23 May 2007 - 12:45
  • News ID: 105413

Gazprom, the Russian gas monopoly, pledged on Tuesday to press ahead with downstream investments in the European Union in spite of uncertainty generated by worsening relations between Moscow and Brussels.

Alexander Medvedev, deputy chairman, insisted the group would stick to its existing programme of diversifying outside Russia and investing in the EU.

 

"Our strategy was already announced several years ago – to become a leading world energy company which will participate in all parts of the value chain and with a diversified portfolio of products and diversified geographical activity," he told the FT in an interview.

 

Mr Medvedev was speaking just before joining senior Gazprom executives accompanying Russian President Vladimir Putin on a trip to Austria and Luxembourg to highlight progress on three energy deals. The visit, coming days after the unsuccessful EU-Russia summit, is aimed at reminding the EU of Russia"s key role in energy supplies and its readiness to deal directly with individual states when relations with the bloc as a whole are mired in disputes.

 

Mr Medvedev conceded politics was "important" and influenced the business environment. He said the blocking of negotiations between Russia and the EU did not help nor did "unreasonable criticism" of the planned Baltic Sea pipeline.
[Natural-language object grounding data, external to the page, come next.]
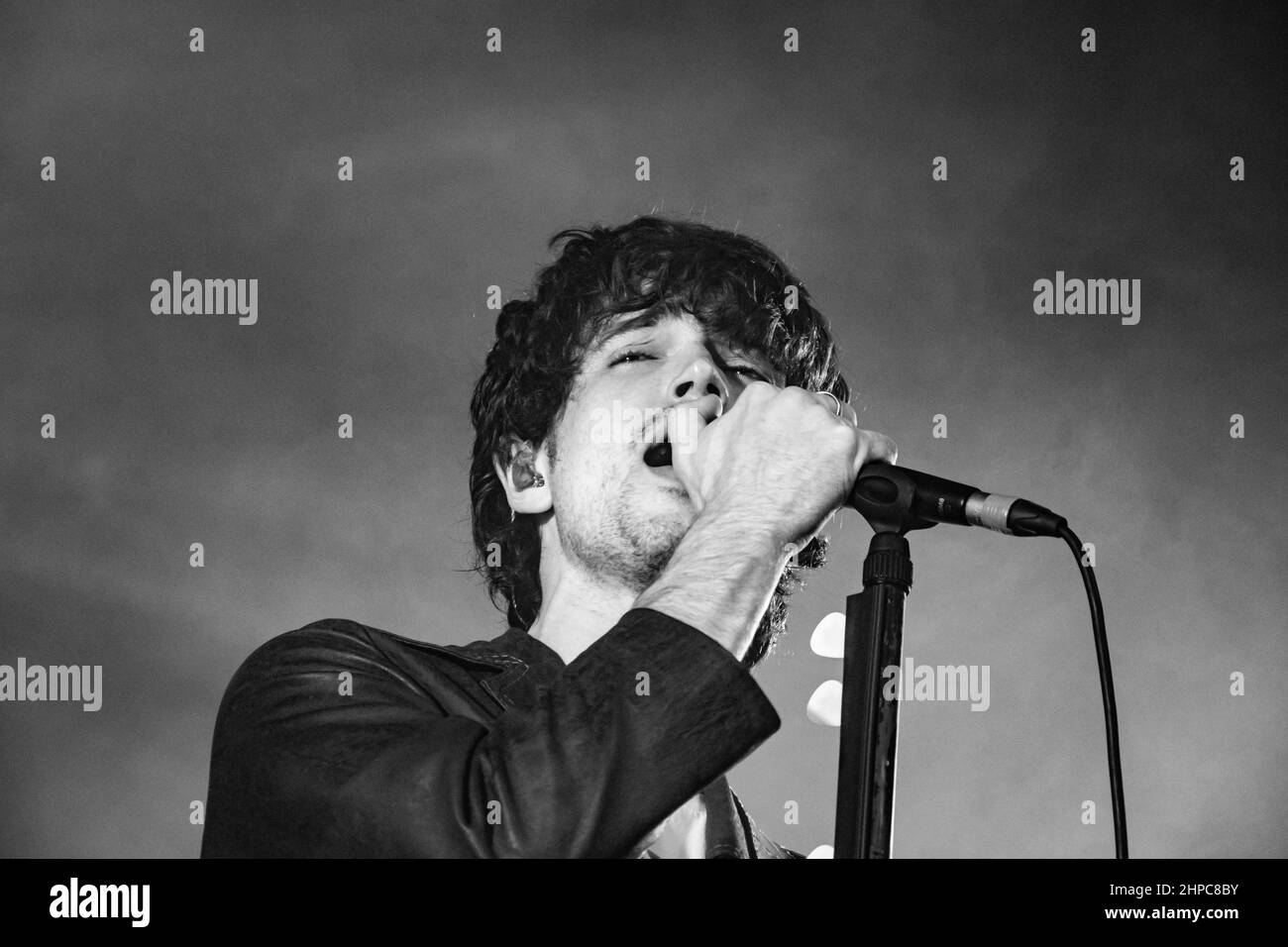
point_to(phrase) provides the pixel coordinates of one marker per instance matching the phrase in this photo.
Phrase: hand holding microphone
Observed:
(784, 460)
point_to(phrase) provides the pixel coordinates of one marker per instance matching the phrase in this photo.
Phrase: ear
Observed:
(520, 480)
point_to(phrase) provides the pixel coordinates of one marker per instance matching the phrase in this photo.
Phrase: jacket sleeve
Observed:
(636, 724)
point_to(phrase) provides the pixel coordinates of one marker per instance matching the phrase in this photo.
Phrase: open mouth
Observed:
(658, 455)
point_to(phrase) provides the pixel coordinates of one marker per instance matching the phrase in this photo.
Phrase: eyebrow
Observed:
(643, 320)
(653, 315)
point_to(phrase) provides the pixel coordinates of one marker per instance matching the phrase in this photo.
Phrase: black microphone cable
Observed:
(898, 497)
(1107, 689)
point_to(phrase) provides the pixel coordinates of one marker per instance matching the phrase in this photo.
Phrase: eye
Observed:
(632, 355)
(747, 369)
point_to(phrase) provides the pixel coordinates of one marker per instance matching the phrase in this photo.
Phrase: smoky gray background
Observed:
(176, 429)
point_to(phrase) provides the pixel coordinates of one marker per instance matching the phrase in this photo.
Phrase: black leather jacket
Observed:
(339, 740)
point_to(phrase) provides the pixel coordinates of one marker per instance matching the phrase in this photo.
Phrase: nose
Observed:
(698, 380)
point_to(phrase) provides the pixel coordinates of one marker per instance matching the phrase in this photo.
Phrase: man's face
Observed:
(617, 517)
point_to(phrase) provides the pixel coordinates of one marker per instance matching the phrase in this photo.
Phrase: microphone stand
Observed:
(874, 641)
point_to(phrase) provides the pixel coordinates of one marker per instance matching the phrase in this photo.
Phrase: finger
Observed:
(880, 447)
(683, 425)
(686, 421)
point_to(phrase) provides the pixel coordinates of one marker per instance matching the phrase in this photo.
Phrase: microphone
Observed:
(887, 495)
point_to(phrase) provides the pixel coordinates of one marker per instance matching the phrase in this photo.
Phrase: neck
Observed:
(576, 608)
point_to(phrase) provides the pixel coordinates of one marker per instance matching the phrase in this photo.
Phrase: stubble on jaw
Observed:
(626, 547)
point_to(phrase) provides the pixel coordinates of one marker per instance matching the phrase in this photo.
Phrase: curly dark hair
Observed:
(733, 285)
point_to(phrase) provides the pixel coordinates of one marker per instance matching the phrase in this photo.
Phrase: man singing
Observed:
(658, 429)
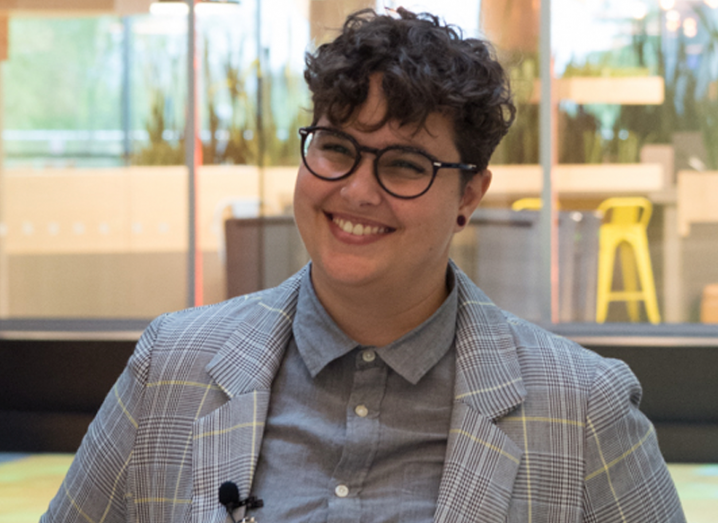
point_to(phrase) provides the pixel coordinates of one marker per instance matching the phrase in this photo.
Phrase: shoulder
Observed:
(196, 334)
(552, 362)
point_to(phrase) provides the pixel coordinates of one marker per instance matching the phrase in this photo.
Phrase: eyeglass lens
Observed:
(400, 171)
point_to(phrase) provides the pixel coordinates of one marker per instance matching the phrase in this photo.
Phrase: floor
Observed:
(28, 482)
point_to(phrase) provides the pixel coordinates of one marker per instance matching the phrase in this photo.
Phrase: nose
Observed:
(362, 187)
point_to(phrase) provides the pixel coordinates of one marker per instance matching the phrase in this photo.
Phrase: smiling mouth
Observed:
(358, 229)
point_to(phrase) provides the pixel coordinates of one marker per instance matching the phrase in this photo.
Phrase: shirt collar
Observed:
(320, 340)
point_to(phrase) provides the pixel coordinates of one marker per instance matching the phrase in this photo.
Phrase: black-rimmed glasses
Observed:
(402, 171)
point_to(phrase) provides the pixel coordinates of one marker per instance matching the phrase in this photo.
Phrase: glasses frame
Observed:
(304, 132)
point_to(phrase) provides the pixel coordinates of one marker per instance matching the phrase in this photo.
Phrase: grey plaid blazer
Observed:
(542, 429)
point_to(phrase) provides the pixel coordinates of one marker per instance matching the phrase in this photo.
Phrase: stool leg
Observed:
(606, 258)
(630, 281)
(645, 273)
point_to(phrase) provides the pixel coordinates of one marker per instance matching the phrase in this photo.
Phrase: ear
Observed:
(473, 194)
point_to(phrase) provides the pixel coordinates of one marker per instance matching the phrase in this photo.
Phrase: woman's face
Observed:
(357, 234)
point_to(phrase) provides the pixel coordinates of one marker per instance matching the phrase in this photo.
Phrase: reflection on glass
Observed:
(94, 193)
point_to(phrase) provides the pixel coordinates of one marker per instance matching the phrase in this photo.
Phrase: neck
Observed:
(377, 314)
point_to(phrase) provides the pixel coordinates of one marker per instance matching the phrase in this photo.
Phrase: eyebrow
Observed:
(379, 149)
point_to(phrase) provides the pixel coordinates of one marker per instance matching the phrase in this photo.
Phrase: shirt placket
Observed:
(362, 437)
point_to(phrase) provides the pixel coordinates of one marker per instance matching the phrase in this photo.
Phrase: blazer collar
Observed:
(488, 373)
(263, 332)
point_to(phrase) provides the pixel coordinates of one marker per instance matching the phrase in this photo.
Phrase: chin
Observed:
(345, 270)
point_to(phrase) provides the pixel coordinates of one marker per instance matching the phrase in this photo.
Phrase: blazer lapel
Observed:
(226, 442)
(482, 461)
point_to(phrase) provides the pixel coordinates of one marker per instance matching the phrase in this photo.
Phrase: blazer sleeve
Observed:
(94, 489)
(626, 478)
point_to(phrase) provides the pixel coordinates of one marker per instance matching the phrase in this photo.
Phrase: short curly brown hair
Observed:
(427, 67)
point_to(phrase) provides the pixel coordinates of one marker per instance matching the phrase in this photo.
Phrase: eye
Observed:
(400, 163)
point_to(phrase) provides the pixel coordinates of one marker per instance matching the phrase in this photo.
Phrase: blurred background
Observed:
(147, 163)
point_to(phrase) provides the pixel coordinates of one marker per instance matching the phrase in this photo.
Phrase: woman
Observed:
(379, 383)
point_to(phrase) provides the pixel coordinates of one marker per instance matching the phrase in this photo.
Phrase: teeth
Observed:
(358, 229)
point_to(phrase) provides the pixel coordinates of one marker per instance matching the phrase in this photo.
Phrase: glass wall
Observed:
(94, 197)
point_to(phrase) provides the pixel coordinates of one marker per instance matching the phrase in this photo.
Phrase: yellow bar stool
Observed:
(529, 204)
(625, 230)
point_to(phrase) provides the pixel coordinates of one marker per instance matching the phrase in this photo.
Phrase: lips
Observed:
(357, 228)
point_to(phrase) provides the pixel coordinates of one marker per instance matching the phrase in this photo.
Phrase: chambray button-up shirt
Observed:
(357, 433)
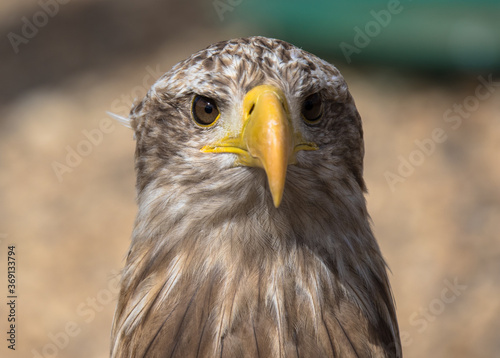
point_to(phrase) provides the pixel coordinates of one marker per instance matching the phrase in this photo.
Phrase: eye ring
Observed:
(204, 111)
(312, 108)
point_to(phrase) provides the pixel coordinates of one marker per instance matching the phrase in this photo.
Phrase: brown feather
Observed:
(214, 269)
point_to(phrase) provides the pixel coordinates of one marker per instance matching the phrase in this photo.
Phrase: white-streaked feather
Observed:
(125, 121)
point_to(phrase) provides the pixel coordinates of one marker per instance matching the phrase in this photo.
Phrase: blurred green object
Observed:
(460, 35)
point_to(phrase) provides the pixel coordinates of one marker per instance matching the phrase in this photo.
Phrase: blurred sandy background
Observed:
(71, 218)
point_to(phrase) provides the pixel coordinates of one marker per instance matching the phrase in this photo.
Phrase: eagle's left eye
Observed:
(312, 108)
(205, 111)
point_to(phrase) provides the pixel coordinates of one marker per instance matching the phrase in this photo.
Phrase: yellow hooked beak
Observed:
(267, 139)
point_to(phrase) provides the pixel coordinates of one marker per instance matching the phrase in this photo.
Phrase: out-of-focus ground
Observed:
(437, 220)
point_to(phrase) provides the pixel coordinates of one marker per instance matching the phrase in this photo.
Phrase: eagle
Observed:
(252, 237)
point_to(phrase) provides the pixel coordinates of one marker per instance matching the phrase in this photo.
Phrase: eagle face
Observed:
(252, 237)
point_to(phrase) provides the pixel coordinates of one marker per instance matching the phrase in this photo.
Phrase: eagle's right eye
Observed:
(205, 111)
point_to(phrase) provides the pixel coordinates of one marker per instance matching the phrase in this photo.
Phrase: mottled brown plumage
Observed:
(215, 269)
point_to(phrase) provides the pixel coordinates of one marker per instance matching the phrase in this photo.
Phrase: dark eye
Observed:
(312, 108)
(205, 111)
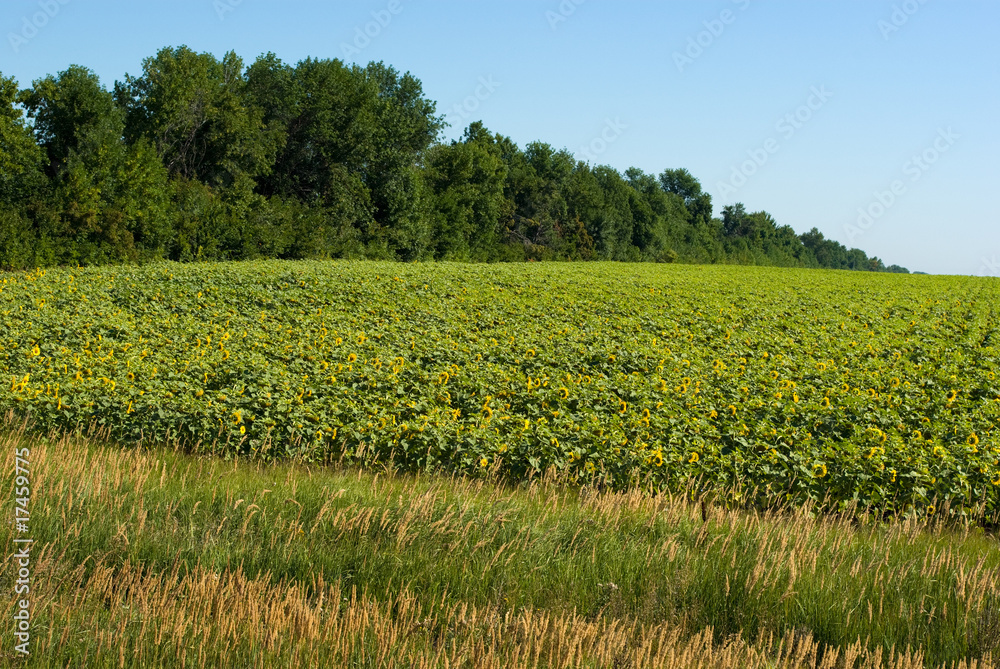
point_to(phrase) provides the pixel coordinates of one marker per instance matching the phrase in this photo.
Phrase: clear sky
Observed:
(814, 110)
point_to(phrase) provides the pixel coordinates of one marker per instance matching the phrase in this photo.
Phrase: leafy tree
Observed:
(466, 180)
(193, 109)
(20, 157)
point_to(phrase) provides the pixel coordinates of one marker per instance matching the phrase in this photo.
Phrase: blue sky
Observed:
(818, 112)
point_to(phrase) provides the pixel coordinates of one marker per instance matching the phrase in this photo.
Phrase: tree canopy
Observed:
(201, 158)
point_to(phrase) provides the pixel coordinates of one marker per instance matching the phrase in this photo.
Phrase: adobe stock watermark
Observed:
(714, 28)
(915, 168)
(565, 9)
(787, 126)
(900, 17)
(464, 109)
(609, 135)
(223, 7)
(31, 24)
(363, 35)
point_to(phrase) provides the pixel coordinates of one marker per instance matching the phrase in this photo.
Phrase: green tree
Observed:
(191, 107)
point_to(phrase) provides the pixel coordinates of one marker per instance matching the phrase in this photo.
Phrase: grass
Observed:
(155, 558)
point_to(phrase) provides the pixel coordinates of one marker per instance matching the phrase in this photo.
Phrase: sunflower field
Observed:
(844, 388)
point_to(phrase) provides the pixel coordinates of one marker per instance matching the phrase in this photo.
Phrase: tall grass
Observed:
(154, 558)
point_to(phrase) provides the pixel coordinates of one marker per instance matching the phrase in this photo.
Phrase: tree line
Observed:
(200, 158)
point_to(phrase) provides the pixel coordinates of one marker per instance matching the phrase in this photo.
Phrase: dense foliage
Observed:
(879, 390)
(198, 158)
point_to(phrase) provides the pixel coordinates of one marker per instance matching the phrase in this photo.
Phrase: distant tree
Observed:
(192, 108)
(20, 156)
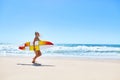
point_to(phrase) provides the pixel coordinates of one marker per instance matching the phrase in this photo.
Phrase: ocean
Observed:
(102, 51)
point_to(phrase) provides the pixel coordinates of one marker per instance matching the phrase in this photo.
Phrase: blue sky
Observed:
(60, 21)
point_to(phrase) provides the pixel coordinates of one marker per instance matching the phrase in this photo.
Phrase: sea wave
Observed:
(65, 50)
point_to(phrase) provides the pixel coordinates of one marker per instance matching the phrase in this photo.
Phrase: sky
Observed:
(60, 21)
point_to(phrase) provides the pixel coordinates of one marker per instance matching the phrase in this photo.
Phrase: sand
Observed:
(58, 68)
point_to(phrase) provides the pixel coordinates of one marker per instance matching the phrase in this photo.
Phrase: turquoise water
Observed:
(69, 50)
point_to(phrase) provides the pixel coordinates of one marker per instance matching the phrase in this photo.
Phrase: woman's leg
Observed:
(37, 54)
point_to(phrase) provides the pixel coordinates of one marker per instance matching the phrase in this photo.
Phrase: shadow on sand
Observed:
(35, 64)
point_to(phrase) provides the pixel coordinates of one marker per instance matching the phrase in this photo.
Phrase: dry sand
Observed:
(57, 68)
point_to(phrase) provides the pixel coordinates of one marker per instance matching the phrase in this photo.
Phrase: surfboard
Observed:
(38, 44)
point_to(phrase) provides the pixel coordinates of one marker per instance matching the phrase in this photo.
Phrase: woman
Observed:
(37, 52)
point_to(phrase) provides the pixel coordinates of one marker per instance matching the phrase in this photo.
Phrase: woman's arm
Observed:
(34, 43)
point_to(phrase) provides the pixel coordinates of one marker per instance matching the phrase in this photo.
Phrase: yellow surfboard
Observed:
(29, 45)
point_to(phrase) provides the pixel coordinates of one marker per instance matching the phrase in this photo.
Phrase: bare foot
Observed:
(33, 61)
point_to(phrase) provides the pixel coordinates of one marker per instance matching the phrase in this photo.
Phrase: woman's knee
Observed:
(39, 54)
The route, linking Russia and Germany, is opposed by Poland and some other east European states.

 

He warned that Poland and some other east European states could be undermining sound policymaking in the EU. "I don"t want to interfere in the practice of the European community and its policy coordination . . . but I believe that certain issues which have pan-European importance have come under the negative influence of countries which are not taking care of the problems of the whole of Europe but are pursuing their own egoistic and very strange directions," he said.

 

However, the Gazprom executive argued the turmoil in EU-Russia relations was not causing any particular problems in its commercial activities as "our partners know what we are doing".

 

Nevertheless, Mr Medvedev argued international agreements in energy security were needed to create sound investment conditions. He urged Germany, which this year chairs the Group of Eight industrialised countries, to build on the progress made under last year"s Russian chairmanship. "We need guarantees for our investments like every investor needs. We need predictability in market development. We don"t want to face unjustifiable surprises like the allocation of pipeline capacity to a nobody from nowhere."

 

Mr Medvedev said the group was interested in potential EU acquisitions but insisted Gazprom had never approached Centrica of the UK. "We have never expressed such a specific interest," he said, declining to comment further.

 

Mr Medvedev also denied Gazprom was in talks with TNK-BP, the Russian-British joint venture, over investing in TNK-BP"s huge Kovykta field in eastern Siberia. There were "no negotiations at this time", he said, responding to reports that there had been contacts. He added Gazprom could not help TNK-BP in its damaging dispute with regulators over the development of Kovykta.

 

In Austria, Gazprom officials will sign a memorandum of understanding for a joint venture with OMV, the Austrian energy group, for a gas transit management centre. The company will also sign a deal for large underground gas storage facilities with capacity of 2.4bn cubic metres to be built jointly by Gazprom, Austria"s RAG energy group, and Wingas, a German joint venture distribution company owned by Gazprom and Germany"s Wintershall, a subsidiary of chemicals group BASF.

 

Dmitry Peskov, Kremlin spokesman, said relations were developing "very positively" with Austria which "as opposed to other countries of the EU has respectful relations to Soviet soldiers buried there" – a reference to the recent decision by Estonia"s government to move a Soviet war memorial, a move that sparked protests.

 

In Luxembourg, the Russian president is expected to approve an "action plan" for an 800-megawatt gas-fired power station planned with Luxembourg"s Socef.